Search code examples
hadoopapache-sparkhdfshadoop-yarn

spark submit on edge node


I am submitting my spark-submit command command through my Edge Node. For this I am using client mode, Now I am accessing my edge node(which is on the same network as my cluster) through my laptop. I know that the driver program runs on my Edge Node, what I want to know is that why does my spark-job automatically suspends when I close my ssh session with the Edge Node? Does opening Edge Node putty connection through VPN/Wireless internet has any effect on the spark job vs using the Ethernet cable from within the network? At present the spark submit job is very slow even though the cluster is really powerful!Please help!

Thanks!


Solution

  • You are submitting the job with --master yarn but possibly you are not specifying --deploy-mode cluster, so the driver application (your Java code) is running locally on this edge node machine. When choosing --deploy-mode cluster the driver will run on your cluster and will overall be more robust.

    The spark job dies when you close the ssh connection because you're killing the driver when doing it, it is running on your terminal session. To avoid this you must send the command as a background job using & at the end of your spark-submit. For example:

    spark-submit --master yarn --class foo bar zaz &

    This will send the driver into the background and the stdout will be sent to your tty, polluting your session but not killing the process when you close the ssh connection. If you however don´t want it to be so polluted you can send the stdout to /dev/null by doing this:

    spark-submit --master yarn --class foo bar zaz &>/dev/null &

    However you won´t know why things failed. You can redirect the stdout to a file too instead of /dev/null.

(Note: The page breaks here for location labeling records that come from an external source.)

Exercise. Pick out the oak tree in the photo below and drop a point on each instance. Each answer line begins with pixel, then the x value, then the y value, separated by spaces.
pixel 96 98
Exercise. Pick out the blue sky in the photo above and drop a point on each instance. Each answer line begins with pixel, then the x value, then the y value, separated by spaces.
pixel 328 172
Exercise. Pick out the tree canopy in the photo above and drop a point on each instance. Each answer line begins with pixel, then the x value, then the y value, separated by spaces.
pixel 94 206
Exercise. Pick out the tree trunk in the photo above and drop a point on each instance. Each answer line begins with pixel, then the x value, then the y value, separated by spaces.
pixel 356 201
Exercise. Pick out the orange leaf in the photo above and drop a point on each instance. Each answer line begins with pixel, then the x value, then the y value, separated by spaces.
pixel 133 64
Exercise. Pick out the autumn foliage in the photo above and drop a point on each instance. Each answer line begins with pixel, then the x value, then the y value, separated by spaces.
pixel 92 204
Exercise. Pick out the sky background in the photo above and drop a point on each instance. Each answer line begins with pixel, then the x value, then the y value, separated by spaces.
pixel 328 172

    Finally, once this is clear enough I strongly recommend not deploying like this your spark jobs, since the driver process in the edge node failing for any funky reason will kill the job running in the cluster. It also has a strange behavior since the job dying in the cluster (Some runtime problem) will not stop nor kill your driver in the edge node, which leads to a lot of wasted memory in that machine if you don´t take care of manually kill all those old driver processes in that machine. All this is avoided by using the flag --deploy-mode cluster in your spark submit.